Please see these articles on forecasting in the Automated mode, which allows for instance for additional predictor variables
This component adds the capability to SAP Predictive Analysis to automatically forecast many different monthy time series in one go.
Imagine your company is selling 500 products and you need to forecast the sales quantities for each product for the next 6 months. It would take too much effort to look at each product manually and to forecast its sales quantity individually. This component automates such a forecasting process. It looks at each product individually and based on the product’s history it finds the best forecasting model and configuration for this very product. Once the individual forecast is done for the product, the component will move to the next product to find the model and configuration that describes this product best, and so on. This component aims to automate such a monthly forecasting as much as possible.
Major functonality of this component are
- The user can choose by which column to forecast (country, product, etc.).
- The input data does not have to be aggregated, the component aggregates and sorts the data automatically.
- Missing data (ie no sales of a product in one month) is added to the dataset with measure value of zero.
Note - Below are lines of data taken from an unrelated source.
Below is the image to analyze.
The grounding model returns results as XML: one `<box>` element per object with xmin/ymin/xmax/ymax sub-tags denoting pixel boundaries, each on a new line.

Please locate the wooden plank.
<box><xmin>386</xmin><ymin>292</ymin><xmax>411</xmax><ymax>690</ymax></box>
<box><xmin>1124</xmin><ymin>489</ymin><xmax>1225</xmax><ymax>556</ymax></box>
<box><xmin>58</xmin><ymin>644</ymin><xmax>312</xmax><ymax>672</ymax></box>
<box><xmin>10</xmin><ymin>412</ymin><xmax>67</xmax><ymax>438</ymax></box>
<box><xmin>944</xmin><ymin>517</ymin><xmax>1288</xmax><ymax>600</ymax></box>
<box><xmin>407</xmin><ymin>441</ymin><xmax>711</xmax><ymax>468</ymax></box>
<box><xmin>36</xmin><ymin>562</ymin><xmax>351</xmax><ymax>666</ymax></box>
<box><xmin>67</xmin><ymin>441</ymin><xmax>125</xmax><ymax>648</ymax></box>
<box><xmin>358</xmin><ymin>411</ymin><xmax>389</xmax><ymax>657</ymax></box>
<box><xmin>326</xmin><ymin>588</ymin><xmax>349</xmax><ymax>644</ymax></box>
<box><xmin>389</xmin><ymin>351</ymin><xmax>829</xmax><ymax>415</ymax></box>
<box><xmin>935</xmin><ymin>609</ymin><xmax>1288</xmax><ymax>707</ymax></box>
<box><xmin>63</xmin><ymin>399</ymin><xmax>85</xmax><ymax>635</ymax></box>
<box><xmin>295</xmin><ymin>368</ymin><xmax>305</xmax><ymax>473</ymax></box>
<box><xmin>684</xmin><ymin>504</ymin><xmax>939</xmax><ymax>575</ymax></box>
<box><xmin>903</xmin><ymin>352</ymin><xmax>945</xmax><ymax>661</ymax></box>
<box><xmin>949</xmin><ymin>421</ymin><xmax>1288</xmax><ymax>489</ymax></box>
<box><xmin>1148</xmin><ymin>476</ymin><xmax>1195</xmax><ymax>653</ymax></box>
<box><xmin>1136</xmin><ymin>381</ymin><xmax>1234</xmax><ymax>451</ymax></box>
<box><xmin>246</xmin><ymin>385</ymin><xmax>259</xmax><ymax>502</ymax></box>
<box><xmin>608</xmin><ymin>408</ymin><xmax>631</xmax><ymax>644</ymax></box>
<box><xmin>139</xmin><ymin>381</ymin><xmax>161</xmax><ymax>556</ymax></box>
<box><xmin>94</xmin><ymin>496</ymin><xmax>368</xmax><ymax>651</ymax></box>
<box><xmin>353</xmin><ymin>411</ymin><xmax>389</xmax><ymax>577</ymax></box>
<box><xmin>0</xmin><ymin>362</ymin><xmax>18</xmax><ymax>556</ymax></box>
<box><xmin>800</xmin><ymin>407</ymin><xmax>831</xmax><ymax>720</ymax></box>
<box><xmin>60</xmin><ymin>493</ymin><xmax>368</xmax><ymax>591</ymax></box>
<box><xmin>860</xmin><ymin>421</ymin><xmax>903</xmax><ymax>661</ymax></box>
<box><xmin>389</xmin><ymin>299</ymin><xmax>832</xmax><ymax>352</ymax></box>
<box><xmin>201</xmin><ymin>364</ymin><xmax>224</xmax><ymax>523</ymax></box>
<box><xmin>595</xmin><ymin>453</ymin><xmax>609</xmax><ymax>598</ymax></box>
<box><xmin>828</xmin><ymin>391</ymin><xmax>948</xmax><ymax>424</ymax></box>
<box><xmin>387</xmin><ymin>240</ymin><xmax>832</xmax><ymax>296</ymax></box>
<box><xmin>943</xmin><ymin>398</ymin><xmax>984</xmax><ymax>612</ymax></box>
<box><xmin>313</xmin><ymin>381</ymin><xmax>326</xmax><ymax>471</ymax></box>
Therefore the component works on transactional data.
- The user can decide how many months to forecast.
- The user can decide which model type to use (AUTO.ARIMA, ETS or an average of multiple models).
- The component can also do a 12-months hold out evaluation to find the best model type, which is then used to forecast.
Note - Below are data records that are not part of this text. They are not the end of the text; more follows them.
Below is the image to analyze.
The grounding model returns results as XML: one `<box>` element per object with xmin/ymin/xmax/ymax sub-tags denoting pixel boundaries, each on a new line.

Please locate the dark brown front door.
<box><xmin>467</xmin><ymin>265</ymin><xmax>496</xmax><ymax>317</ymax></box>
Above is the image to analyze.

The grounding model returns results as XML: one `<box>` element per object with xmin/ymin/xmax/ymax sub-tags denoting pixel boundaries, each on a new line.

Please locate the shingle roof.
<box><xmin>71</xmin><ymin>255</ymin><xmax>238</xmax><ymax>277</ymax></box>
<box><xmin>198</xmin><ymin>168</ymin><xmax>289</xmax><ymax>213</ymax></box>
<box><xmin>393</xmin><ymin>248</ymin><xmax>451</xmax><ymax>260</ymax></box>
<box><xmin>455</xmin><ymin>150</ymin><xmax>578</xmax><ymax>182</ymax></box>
- The forecast models can be restricted to non-negative forecasts (to avoid negative revenue forecats for instance).
Forecasting sales quantities is only an example. This component works with any kind of monthly data that needs to be forecasted
- Customer Numbers
- Number of Product Returns
- Traffic statistics
- Average monthly weather data
- and many, many more….
This component is heavily building upon the forecast package. Please see the documentation of this package for further information on the forecasting concepts.
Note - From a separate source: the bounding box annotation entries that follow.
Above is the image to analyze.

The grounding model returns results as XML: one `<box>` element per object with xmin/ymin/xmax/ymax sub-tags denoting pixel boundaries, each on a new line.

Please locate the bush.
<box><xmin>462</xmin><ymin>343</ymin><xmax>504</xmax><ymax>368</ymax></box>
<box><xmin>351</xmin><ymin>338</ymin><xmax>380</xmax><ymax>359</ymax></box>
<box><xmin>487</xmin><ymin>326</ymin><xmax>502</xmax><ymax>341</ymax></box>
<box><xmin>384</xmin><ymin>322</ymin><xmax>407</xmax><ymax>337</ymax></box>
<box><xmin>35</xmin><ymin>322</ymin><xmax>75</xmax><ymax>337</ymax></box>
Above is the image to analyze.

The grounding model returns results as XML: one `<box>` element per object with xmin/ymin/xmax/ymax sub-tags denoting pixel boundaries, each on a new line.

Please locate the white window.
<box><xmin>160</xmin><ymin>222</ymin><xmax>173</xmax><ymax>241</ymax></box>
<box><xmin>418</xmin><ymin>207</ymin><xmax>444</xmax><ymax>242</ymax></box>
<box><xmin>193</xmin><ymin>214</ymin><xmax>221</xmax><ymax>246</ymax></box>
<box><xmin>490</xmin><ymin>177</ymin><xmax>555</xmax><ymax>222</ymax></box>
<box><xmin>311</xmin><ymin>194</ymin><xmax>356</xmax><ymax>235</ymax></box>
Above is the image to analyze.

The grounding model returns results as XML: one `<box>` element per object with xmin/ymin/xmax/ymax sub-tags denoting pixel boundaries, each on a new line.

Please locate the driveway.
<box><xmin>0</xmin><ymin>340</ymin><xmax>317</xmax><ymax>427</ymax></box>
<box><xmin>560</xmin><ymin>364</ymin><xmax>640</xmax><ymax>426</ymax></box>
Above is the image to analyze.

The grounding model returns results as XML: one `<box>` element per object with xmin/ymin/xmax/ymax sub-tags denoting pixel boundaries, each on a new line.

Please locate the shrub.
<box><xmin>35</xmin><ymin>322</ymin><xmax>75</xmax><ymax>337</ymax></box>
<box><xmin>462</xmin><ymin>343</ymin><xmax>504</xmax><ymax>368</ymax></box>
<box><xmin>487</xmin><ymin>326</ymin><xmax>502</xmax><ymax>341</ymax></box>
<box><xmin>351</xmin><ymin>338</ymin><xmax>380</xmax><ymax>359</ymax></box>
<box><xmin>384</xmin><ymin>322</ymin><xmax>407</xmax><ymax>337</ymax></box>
If you are new to creating Custom R Components in SAP Predictive Analysis, you can have a look at this overview to get you started. Please note that this code is not supported by SAP. When using this function please carry out your own testing.
This component calculates and compares many different models, hence execution time might be long. Please start with a small dataset that holds only a few time series. I have attached some small sample data on road accidents in Switzerland. You can forecast by either accident location or accident severity.
The historic dataset has numerical columns for year and month.
The R-library forecast is installed.
These parameters can be set by the user..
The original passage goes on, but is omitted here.